Write with your mouth and then use fingers. Lately, I have been trying a new technique while writing articles — begin the process with voice memos, load it on a transcription software/app and finally, give the skeletal draft mass using the keyboard. Suddenly, most articles appear conversational, all thanks to transcription apps and programmes that are available in plenty, some of which are expensive, many goof up badly but a few get it spot on, well, almost. Not only articles, these digital transcribers work well with interviews, especially the long ones.
Voice to text is not a new phenomenon. Even a decade ago, it was possible to knock out a few paragraphs using voice but there was always the issue of correction which went beyond adding comma or the authoritative period. Short dictation for a post on Facebook is not what I had been aiming for. The technology that’s currently available doesn’t come free but it doesn’t cost the sky.
Usually the process begins with recording voice memos using an app like RecUp, which costs around Rs 120 but it syncs well with Dropbox. I also use Voice Memos on the iPhone, which can record conversations with enough depth, cutting out most unwanted environmental noises. These Voice Memos can be emailed or shared easily. Then comes the part in which users are spoilt for choice.
The good thing with voice memos is that these can be recorded anywhere, while driving, idling in the park or a cafe, or while washing dishes. To get the best quality voice memos, I usually use AirPods, which can pick up voice better than most wireless earbuds in the market and even the sound of running water is kept in check while recording.

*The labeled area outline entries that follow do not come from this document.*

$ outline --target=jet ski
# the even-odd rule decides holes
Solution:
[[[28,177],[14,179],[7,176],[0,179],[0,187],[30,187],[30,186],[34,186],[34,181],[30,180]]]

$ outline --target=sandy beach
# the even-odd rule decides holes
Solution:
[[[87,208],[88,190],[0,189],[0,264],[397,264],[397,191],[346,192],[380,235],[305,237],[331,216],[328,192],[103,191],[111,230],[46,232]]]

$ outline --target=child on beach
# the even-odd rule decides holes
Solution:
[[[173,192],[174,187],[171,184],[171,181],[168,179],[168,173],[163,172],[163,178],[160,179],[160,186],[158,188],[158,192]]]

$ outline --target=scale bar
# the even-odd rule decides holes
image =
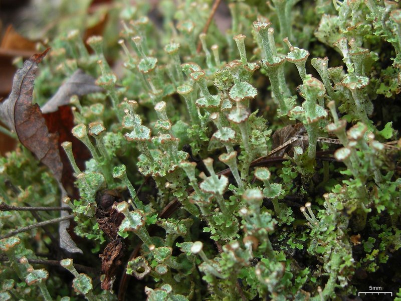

Next, the options. Closest to my heart are Word as part of Office 365, Descript, Otter.ai and Temi.
Transcribe via Office 365
As a subscriber of Office 365, it is a no-brainer to use the Transcribe feature. For a few hundred bucks per month, you can use the entire Office suite, which has some excellent Cloud-related features while Transcribe is the high point for me. All you need to do is upload an audio file, which takes a few minutes to transcribe. For example, a few days ago there was an interview of Magic Johnson, which got transcribed using this feature. In terms of accuracy, I would say it gets 70-80 per cent correct if the diction is American or British. Names of cities, personalities or popular food items usually turn out correct but when it comes to pauses or all the ‘ums’, ‘ahs’ and ‘oohs’, it does a shoddy job. What would have taken me 45 minutes to transcribe earlier, was done in 10-12 minutes.
Otter.ai
The popular transcription product is from a team with members who have led development of technologies in mobile, search, speech, and data analytics at companies like Google, Facebook, Uber, Cisco, and Nuance. It has a slight edge over Office 365’s Transcribe option in terms of accuracy although at $8.33 a month, it doesn’t come cheap. It understands dictions far better than most rival options while the speed of transcription is high. Until the RBI ruling over recurring payments using credit cards came into play, Otter.ai had me in its spell.
Descript
The versatile app is billed as a “word processor for audio”. The voice memos I record, often get worked on by Descript’s tech muscles, truncating silences easily while keeping the text searchable. The output is not something I would be able to publish without changes but the matter can easily be hammered into something meaningful. Descript also has a powerful podcast angle which supports simultaneous and collaborative multitrack editing, with changes synced in real time to the cloud. The feature to look out for is Overdub, and it will allow you to create what Descript is calling an AI voice that can be used to overdub flubbed words or phrases. Is the transcription up to scratch? Well, it captured my wife’s thoughts clearly: “My husband likes camembert cheese. If you ask me, I think camembert should be fed to the dogs and maybe, (just) maybe I might allow my cat to eat it. (No) Sniff it.” The commas had to be added. The same goes for the words within brackets. Though accurate, transcription took time.
Temi
Be it grammar or word accuracy, complete with jargon, Temi does well. Available on iOS, Android and web, a 12-minute audio file took roughly five minutes to transcribe, turning in around 75-80 per cent accuracy. We recommend it because it’s quick and relatively inexpensive (at 25¢ per minute of audio), though you have to do some clean-up work. There is a trial available to see if Temi suits your needs.
Art of using voice memos
The good thing with voice memos is that these can be recorded anywhere — while driving, idling in the park or a cafe, or while washing dishes.
You can take a voice memo anywhere, anytime — from driving to washing dishes.
It allows you to spend time without screens.
Ideas and thoughts can come anytime. Most phones do a good job in turning in crystal clear recordings.
If voice memos are cleverly put together, it can make articles appear more conversational.
The cost of transcription is reducing every year, which means the time you save transcribing interviews can be used elsewhere.
Using something like Office 365 allows the transcription feature as part of a set of important features. So you are not stuck with an app that does only one thing.